Толстой знал Россию и русского крестьянина, хотя был аристократом. Но
он не был так близок к гуще русской жизни, как Чехов, который вышел из
народа и знал его как бы изнутри. Россия, изображенная Толстым в "Войне и
мире" и "Анне Карениной", - это Россия прошлого, быть может, только верхний
ее слой, который теперь безвозвратно смят и уничтожен. Какое счастье, что
сохранились эти две великие картины минувшей жизни!
Я перехожу к пятому силуэту - портрету Конрада.
Джозеф Конрад (Юзеф Коженевский) родился в 1857 году в семье польского
шляхтича; после восстания 1863 года его родители были высланы в Россию, и он
провел детство в русской Польше. Юность его прошла в странствиях и
приключениях, и, став наконец офицером Британского торгового флота, Конрад
накопил огромный запас жизненных впечатлений, узнал обычаи, быт и языки
разных народов. Лет тридцать назад он покинул море ради занятий литературой,
поселился в Англии и начал писать под именем Джозефа Конрада. Его проза -
более двадцати томов, - написанная не на родном языке, но отмеченная
богатством и разнообразием стиля, - редчайшее явление в истории литературы.
Поразительная яркость и образность ранних произведений Конрада с годами
сменилась более спокойными красками, но, если взять его творчество в целом,
ни один английский писатель не превзошел его в умении живописать словом.

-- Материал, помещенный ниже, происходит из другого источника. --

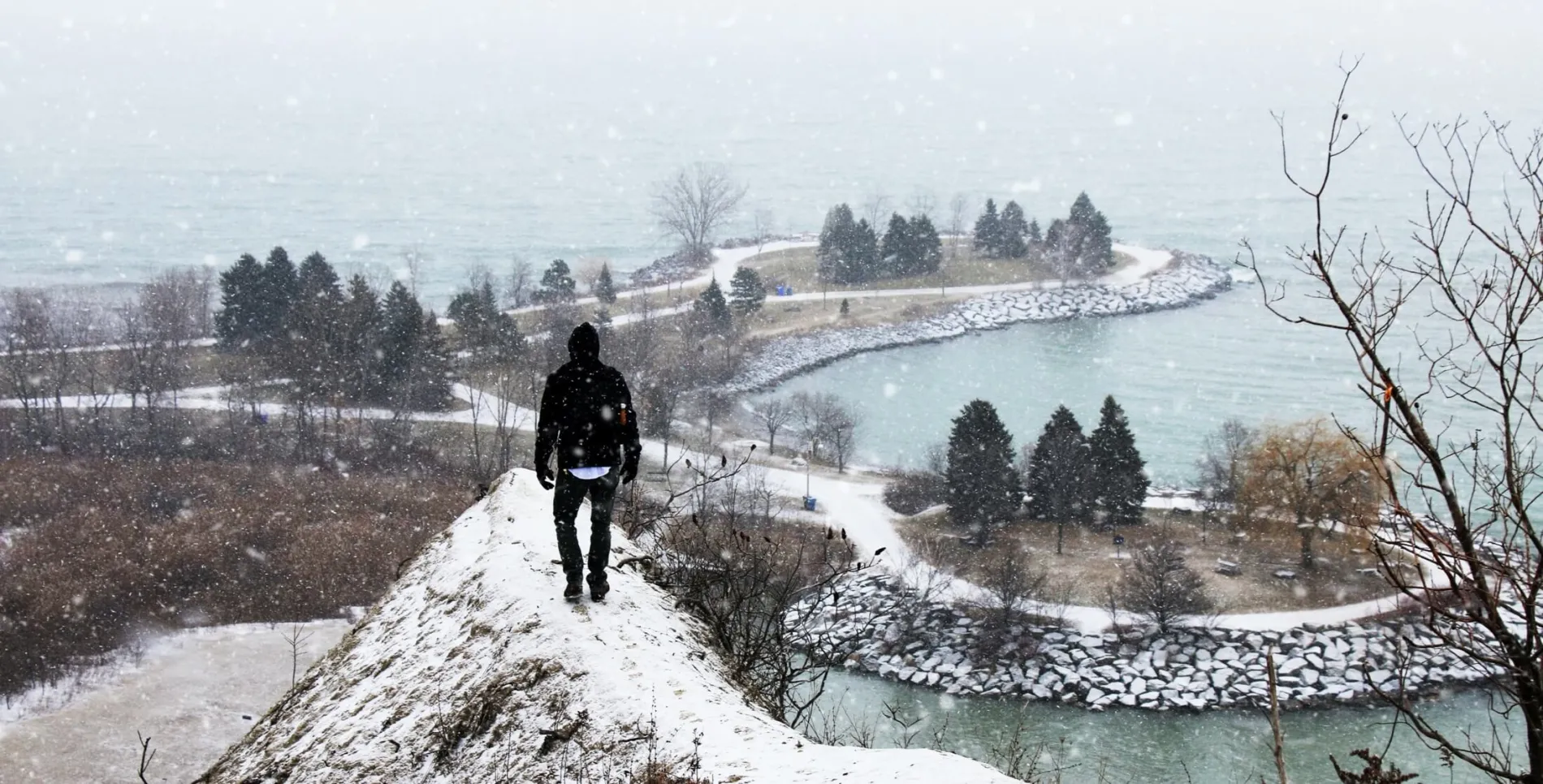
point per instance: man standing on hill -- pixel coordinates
(588, 417)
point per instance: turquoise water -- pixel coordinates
(187, 133)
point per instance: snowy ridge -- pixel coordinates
(471, 657)
(1186, 280)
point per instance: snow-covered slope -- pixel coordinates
(471, 664)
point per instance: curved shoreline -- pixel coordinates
(883, 630)
(1186, 282)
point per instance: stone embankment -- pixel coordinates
(1186, 282)
(881, 627)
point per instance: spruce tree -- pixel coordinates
(401, 326)
(897, 252)
(988, 230)
(1117, 477)
(926, 246)
(835, 244)
(1014, 232)
(557, 284)
(1059, 474)
(1096, 252)
(358, 329)
(863, 252)
(240, 320)
(278, 289)
(983, 486)
(431, 390)
(711, 311)
(746, 291)
(308, 351)
(603, 287)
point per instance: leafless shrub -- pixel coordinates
(1463, 502)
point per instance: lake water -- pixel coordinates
(188, 133)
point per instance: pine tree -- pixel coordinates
(897, 252)
(1014, 232)
(358, 329)
(926, 246)
(988, 230)
(308, 351)
(603, 287)
(983, 486)
(432, 371)
(1096, 252)
(240, 320)
(278, 289)
(1059, 474)
(746, 291)
(401, 326)
(711, 311)
(835, 244)
(863, 252)
(557, 284)
(1160, 587)
(1117, 477)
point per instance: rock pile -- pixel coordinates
(1186, 282)
(881, 627)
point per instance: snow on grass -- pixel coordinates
(462, 667)
(192, 693)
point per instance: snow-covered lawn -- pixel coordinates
(465, 670)
(192, 693)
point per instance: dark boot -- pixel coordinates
(599, 585)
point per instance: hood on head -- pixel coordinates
(584, 343)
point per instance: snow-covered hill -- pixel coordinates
(474, 670)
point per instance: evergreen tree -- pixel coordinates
(983, 486)
(1160, 587)
(401, 326)
(431, 390)
(308, 352)
(603, 287)
(1059, 474)
(557, 284)
(278, 289)
(835, 244)
(926, 246)
(1096, 252)
(240, 320)
(358, 329)
(711, 311)
(1117, 477)
(897, 252)
(988, 230)
(746, 291)
(863, 252)
(1014, 232)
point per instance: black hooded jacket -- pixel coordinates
(586, 411)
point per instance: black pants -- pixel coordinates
(565, 508)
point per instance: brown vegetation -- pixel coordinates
(107, 549)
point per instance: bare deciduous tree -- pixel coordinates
(773, 416)
(1463, 494)
(694, 203)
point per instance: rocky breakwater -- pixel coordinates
(1187, 280)
(881, 627)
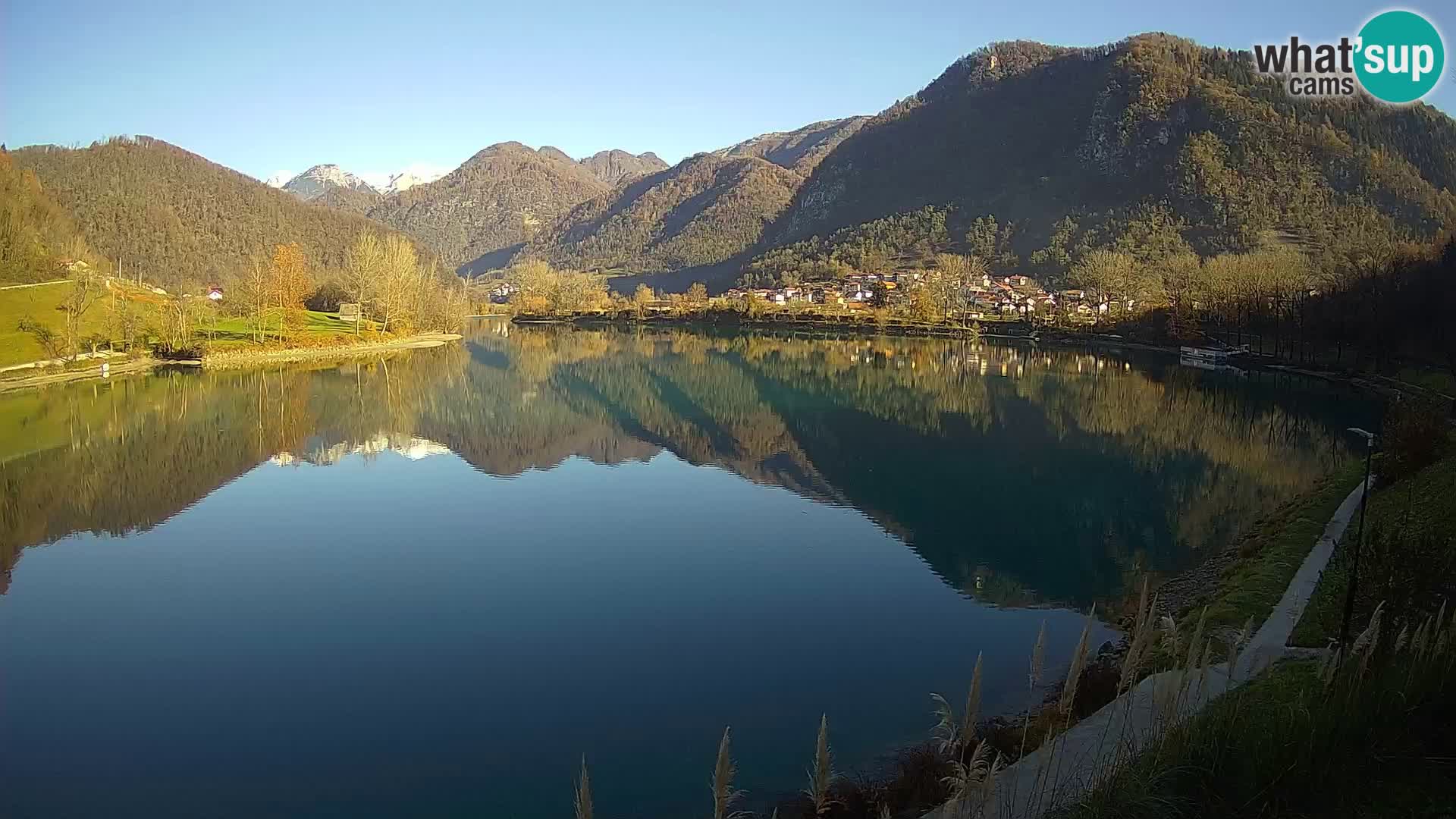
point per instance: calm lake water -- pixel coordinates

Произведения Конрада не безупречны по композиции. Будучи главным образом
колористом и рассказчиком, он слишком усложняет иногда сюжет; это придает
особую тонкость, богатство и глубину психологии героев и атмосфере рассказа,
но в то же время заводит читателя в такие дебри субтропических лесов, что
тот почти теряет надежду выбраться оттуда. И все же в конце концов выходишь
на дневной свет равнин, к тому, что Конрад называл "нравственным открытием".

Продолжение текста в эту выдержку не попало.